The government is to push through cuts of £50m from compensation to crime victims - but will provide a £500,000 hardship fund to help some victims excluded under the reform. Lawyers denounced the measure as ‘a token gesture’.

Justice minister Helen Grant told parliament last week that she had reconsidered proposals to end payments for claims below £2,500 and to reduce payments for claims below £11,000, but that the plan would go ahead.

Grant said that proper support for victims is a priority for the government, but that the current ‘flawed’ criminal injuries compensation scheme operates in an ‘opaque and bewildering way’. The scheme, which costs more than £200m a year, is in ‘serious financial difficulties’ and is ‘unsustainable’, she said.

Grant said that millions of pounds are being spent on relatively minor claims such as sprained ankles and that over the past decade nearly £60m had been paid to 19,000 claimants who are convicted criminals.

‘The scheme must be put on a sustainable footing if it is to continue to make timely compensation to victims in the long term,’ she said.

The government consulted on the proposals, which are designed to save £50m a year, in January, and they were met with criticism from victims’ groups and others.

In September justice minister Damian Green told the House of Commons that the government would look again at the reforms and bring back the scheme ‘in a better form so that individual cases can be treated in a more individual and sensitive way’.

Grant said: ‘We have listened carefully to the comments made, but the fundamentals of the case for reform have not, in our view, changed.’

But she said that a £500,000 hardship fund had been established to help low-earning victims who would fall outside of the scope of the reformed scheme and face ‘real and immediate financial hardship’ because they are temporarily unable to work and are not in receipt of statutory sick pay or an equivalent employer-provided scheme.

Commenting on the decision, the president of the Association of Personal Injury Lawyers (APIL), Karl Tonks, said: ‘It beggars belief that the government has not amended the very proposals which attracted widespread criticism from Conservative and Labour MPs, as well as vulnerable victims of crime.’
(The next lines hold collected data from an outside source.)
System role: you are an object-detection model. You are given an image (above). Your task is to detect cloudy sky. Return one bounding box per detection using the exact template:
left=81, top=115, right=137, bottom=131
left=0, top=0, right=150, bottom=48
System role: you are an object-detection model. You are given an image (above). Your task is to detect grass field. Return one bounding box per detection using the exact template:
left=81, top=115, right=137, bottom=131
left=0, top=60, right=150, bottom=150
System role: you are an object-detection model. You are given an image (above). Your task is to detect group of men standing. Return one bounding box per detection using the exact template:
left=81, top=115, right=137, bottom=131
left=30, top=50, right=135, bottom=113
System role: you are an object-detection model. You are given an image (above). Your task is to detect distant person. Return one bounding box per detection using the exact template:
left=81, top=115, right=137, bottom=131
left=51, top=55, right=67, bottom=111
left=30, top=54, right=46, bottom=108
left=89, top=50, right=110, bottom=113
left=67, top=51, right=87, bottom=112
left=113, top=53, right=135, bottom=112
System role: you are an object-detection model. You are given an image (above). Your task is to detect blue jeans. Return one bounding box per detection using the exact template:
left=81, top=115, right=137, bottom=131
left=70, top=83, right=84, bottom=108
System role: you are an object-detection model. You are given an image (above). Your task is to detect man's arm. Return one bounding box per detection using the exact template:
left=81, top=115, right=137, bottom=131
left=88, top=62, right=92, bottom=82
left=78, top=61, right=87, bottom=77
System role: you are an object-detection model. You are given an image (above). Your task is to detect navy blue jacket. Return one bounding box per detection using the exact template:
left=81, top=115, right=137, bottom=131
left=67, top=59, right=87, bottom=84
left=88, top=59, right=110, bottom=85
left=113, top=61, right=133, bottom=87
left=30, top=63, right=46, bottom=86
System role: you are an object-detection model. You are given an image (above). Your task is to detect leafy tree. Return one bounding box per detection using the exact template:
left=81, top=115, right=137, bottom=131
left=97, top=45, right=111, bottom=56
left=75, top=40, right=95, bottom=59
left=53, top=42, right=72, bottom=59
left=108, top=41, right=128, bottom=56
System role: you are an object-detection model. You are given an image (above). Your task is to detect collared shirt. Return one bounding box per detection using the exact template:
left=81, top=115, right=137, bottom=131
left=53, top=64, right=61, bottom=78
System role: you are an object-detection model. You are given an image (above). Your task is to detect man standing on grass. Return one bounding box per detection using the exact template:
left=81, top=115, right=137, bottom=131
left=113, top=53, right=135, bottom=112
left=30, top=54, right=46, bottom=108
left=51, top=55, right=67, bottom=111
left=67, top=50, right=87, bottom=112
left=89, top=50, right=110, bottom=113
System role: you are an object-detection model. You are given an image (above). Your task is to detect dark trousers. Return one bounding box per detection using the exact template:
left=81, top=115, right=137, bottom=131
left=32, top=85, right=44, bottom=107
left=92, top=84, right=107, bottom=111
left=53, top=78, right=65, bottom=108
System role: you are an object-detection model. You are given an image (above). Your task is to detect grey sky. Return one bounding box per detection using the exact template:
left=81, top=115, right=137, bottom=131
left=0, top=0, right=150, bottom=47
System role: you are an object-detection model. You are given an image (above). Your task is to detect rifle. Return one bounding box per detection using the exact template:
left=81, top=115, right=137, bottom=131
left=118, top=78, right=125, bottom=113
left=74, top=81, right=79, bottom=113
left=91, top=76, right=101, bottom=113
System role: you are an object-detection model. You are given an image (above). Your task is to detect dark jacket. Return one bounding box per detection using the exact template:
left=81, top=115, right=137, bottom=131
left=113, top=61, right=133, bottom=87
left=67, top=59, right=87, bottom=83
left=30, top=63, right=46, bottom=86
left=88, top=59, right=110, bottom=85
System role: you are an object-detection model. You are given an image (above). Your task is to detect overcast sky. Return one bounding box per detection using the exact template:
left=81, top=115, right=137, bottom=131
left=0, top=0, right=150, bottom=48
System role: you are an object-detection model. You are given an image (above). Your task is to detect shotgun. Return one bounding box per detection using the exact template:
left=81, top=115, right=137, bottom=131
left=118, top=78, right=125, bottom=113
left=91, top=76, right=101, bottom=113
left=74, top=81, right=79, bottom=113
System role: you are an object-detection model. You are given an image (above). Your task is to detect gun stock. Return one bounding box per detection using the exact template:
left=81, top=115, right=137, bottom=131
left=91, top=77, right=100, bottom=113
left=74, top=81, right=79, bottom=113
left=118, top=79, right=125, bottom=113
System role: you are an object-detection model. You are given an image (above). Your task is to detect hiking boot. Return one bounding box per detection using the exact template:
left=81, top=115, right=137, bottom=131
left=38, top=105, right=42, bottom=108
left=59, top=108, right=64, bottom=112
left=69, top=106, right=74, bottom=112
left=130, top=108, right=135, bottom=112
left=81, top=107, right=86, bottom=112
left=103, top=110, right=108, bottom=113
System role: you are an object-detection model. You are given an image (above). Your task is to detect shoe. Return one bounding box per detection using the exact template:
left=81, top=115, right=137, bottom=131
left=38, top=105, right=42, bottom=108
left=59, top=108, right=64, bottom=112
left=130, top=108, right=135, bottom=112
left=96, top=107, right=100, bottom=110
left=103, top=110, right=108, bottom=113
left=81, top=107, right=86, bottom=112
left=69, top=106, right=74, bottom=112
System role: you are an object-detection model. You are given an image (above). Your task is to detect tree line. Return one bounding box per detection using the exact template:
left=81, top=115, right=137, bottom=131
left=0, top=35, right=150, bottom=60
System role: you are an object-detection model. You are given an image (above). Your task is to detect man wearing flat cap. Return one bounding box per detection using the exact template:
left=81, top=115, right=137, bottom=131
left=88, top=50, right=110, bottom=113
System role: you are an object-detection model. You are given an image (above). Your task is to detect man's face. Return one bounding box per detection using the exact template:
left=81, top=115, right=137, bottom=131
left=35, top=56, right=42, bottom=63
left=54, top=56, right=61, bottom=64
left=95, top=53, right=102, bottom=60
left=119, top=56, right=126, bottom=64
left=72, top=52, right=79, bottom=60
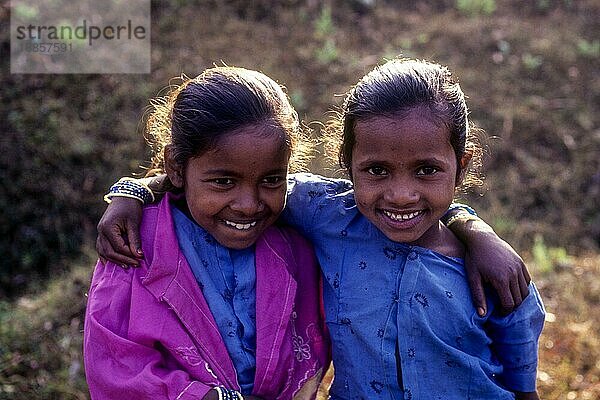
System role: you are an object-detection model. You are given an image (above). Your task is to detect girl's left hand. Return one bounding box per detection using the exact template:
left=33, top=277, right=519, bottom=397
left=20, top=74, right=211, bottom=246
left=465, top=228, right=531, bottom=316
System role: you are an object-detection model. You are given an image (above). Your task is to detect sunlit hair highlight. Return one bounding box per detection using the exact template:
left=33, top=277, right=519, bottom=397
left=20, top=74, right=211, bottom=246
left=324, top=58, right=483, bottom=194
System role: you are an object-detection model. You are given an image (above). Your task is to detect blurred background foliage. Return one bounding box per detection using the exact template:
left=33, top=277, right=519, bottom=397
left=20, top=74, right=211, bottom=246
left=0, top=0, right=600, bottom=399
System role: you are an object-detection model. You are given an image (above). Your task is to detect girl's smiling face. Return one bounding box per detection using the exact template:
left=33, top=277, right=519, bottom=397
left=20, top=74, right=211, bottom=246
left=351, top=107, right=470, bottom=247
left=165, top=124, right=290, bottom=249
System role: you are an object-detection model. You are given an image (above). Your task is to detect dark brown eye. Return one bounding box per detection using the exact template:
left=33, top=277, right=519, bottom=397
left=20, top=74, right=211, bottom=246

He said: ‘The impression this gives is that the government wants to push these unpopular cuts through, regardless of what the public or some other members of the government think. It is important that victims of violent crime are given financial redress to help them get back to their feet, particularly if they are unable to return to work.’

An APIL spokesman added: ‘The £500,000 hardship fund appears to be little more than a token gesture by the government which will be no substitute for the proper redress many injured victims of crime need to help them get back on their feet.’